The wrap stage has different behavior depending on the arguments you specify. In general, it runs the given pipeline in the context of the passed value. Wrap has various output modes you can use depending on what you are expecting.

emit('foo') | wrap(each{|x| x.chars}, :hash) # {'foo' => ['f', 'o', 'o']} this is the default
emit('foo') | wrap(each{|x| x.chars} | group, :aggregated) # {'foo' => {'f' => 1, 'o' => 2}} assumes a single value output
emit('foo') | wrap(each{|x| x.chars}, :array) # ['f', 'o', 'o'] discards the original value
emit('foo') | wrap(each{|x| x.chars}, :each) | run_until_exhausted # ['f', 'o', 'o'] equivalent to array + each
emit('foo') | wrap(each{|x| x.chars}){ |k, v| {k => v}} # {'foo' => ['f', 'o', 'o']
emit('foo') | wrap(each{|x| x.chars}, :each){|k, v| {k => v}} # {'foo' => 'f'} ... {'foo' => 'o'} 

Each does not build an internal list of results from the sub-array, and so may be useful in cases of high memory pressure when you are expecting many results for each input.

Writing New Stages

If you are writing a stage that needs to process an element, you probably want to subclass Stage and implement handle_value.

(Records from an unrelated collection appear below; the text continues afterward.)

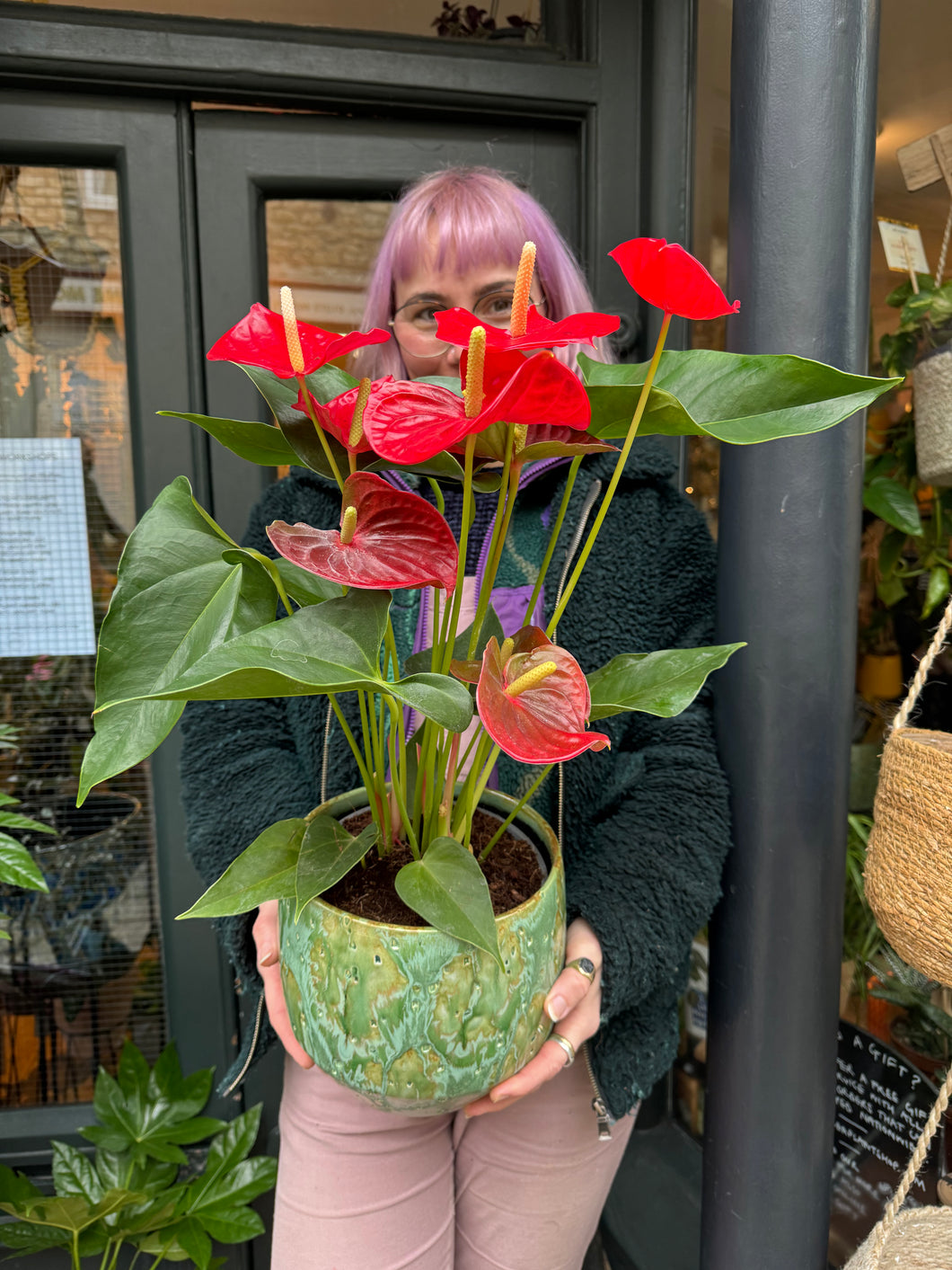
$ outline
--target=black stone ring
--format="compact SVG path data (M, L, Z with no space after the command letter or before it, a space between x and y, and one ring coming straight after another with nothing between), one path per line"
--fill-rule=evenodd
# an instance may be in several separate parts
M595 963L590 958L576 956L574 961L566 964L565 969L578 970L589 983L594 983L595 980Z

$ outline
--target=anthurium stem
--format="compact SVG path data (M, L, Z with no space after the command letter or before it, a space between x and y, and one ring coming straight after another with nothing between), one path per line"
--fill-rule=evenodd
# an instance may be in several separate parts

If you are writing a generator, you probably want to subclass Stage and implement process

Stern Warnings

There are BREAKING CHANGES in 0.4.0. Nil and false no longer kill pipelines, there is a special value that does that. If you are overriding process and have a construct like this:

while v = input
  do_things v
end

You will need to replace it with something like this:

while !source_empty?
  do_things input
end

But, your pipelines now treat nil and false as perfectly valid values. It's breaking, but it's probably an improvement.